If Carolyn's presence next to me upset him I did not see it. I was too ambushed by my own emotion—by my experience, for this is what it was, of conversion—to notice anything of their encounter, but when I looked at her as we both stood to leave the rail, I saw the black streaks of mascara beneath her eyes. She looked like she'd been beaten.

 

The reception for the
ordinandi
in the Cathedral Hall was jammed. Long tables were spread with sweet rolls and finger sandwiches. Hatted ladies were dispensing coffee from huge aluminum urns. The families of the new priests were crowding them. Flashbulbs, forbidden in the cathedral itself, were popping everywhere.

Priests' mothers were already laying claim to the linen bands in which their sons' hands had been wrapped during the anointing. It was the privilege of the mothers of priests to be buried with their own hands wrapped in the strip of white cloth that would still, years later, be stained with the sacred oil.

On smaller tables were displayed the priests' new chalices and patens which the laity could ogle but not touch. Also on those tables were tidy stacks of holy cards commemorating each man's elevation to the sacred state. I took one of Michael's. On one side was a Daliesque picture of Saint Paul, kneeling with a sword, looking up to heaven. For a holy card it was a manly pose, a dismounted warrior after all, exactly what I'd have expected from Michael. On the reverse side was a line of Paul's, a selection that frankly surprised me. "In my own flesh I fill up what is lacking in the sufferings of Christ for the sake of His Body, the Church." And beneath that verse were the words, "Reverend Michael Maguire, Ordained a Priest, May 22, 1961. Please Pray For Me."

I handed it to Carolyn and despite myself said, "I hadn't realized anything was lacking in Christ's suffering." Carolyn read the card and gave it back to me, apparently uninterested in what Reverend Michael did in his own flesh. Even in the flush of my "conversion" I thought the quotation smacked somewhat of smugness and self-pity, but I saved the card. Years later I would come across it in my Bible and see that it expressed perfectly what he'd done.

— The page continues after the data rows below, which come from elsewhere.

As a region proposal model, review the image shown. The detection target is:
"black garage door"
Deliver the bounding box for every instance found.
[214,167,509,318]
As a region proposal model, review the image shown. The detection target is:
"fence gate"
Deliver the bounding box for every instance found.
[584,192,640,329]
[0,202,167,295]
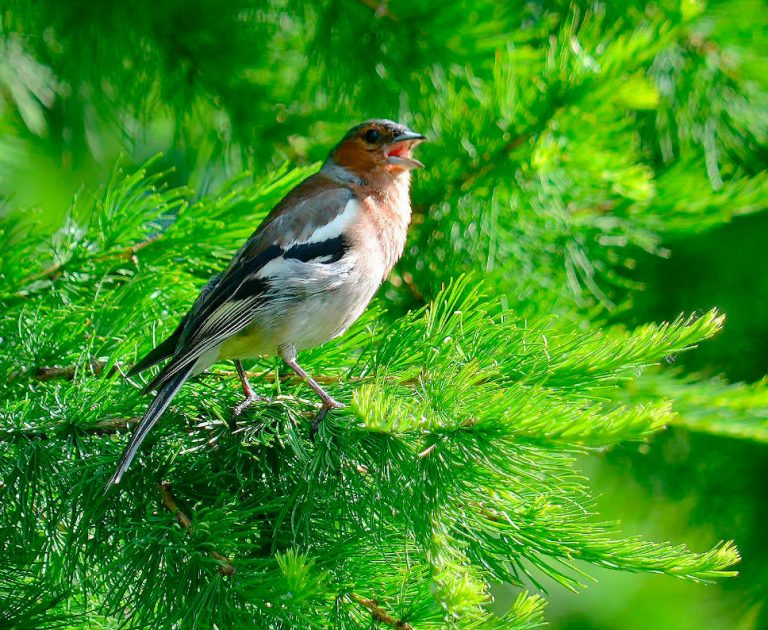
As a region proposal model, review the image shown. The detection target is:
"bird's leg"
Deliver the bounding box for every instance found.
[229,359,269,431]
[278,344,344,438]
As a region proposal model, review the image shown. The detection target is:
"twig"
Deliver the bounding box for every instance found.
[160,481,235,575]
[15,236,159,297]
[359,0,400,22]
[349,593,413,630]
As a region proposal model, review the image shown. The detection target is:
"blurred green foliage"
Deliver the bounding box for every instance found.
[0,0,768,629]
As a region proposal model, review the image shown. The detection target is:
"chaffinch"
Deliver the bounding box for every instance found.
[105,120,426,491]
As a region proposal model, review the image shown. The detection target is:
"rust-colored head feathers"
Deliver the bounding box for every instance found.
[329,120,426,179]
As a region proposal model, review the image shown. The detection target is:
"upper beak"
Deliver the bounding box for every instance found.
[392,131,427,144]
[387,131,427,171]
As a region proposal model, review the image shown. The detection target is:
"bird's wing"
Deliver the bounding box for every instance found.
[128,273,224,376]
[147,174,358,390]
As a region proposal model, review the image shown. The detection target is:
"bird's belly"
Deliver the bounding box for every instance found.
[220,262,380,359]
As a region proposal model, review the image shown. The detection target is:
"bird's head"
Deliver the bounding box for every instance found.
[328,120,427,180]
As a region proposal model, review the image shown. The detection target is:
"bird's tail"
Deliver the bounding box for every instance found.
[104,364,194,493]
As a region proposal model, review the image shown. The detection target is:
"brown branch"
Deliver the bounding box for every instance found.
[160,481,235,575]
[349,593,413,630]
[359,0,400,22]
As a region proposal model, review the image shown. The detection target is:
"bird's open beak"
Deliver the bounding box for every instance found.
[386,131,427,171]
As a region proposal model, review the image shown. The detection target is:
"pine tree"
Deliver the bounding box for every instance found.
[0,0,768,628]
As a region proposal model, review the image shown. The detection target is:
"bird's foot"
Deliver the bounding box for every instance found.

As we moved through the crowd, Carolyn clung to my arm as if the scene in the becolumned hall was foreign to her. She was afraid she would see someone she knew, someone from the Sisters of Charity. She was afraid those mothers of priests would point at her and snarl, "She used to be a nun." She didn't look it. She wore a trim tan linen suit with a bright blue silk blouse open at her throat. Her blond hair with which she'd lashed me that morning—she would never wear it short again—was in a perfect pageboy, and she wore a pillbox hat as becomingly as Mrs. Kennedy did. She had repaired her makeup and now held herself, despite the nervousness I could sense, with the poise of a movie star. Beautiful women have a right to feel ill at ease in the basements of cathedrals.

When Michael finally entered, his mother was on his arm. Her arthritis made it impossible for her to walk without help. He saw us, left his mother with his aunts and hurried across the large room. If space and decorum had permitted it, he'd have run. He arrived with his arms open and an expression of happiness I'd never seen in him before. He embraced us both, singly and with great feeling.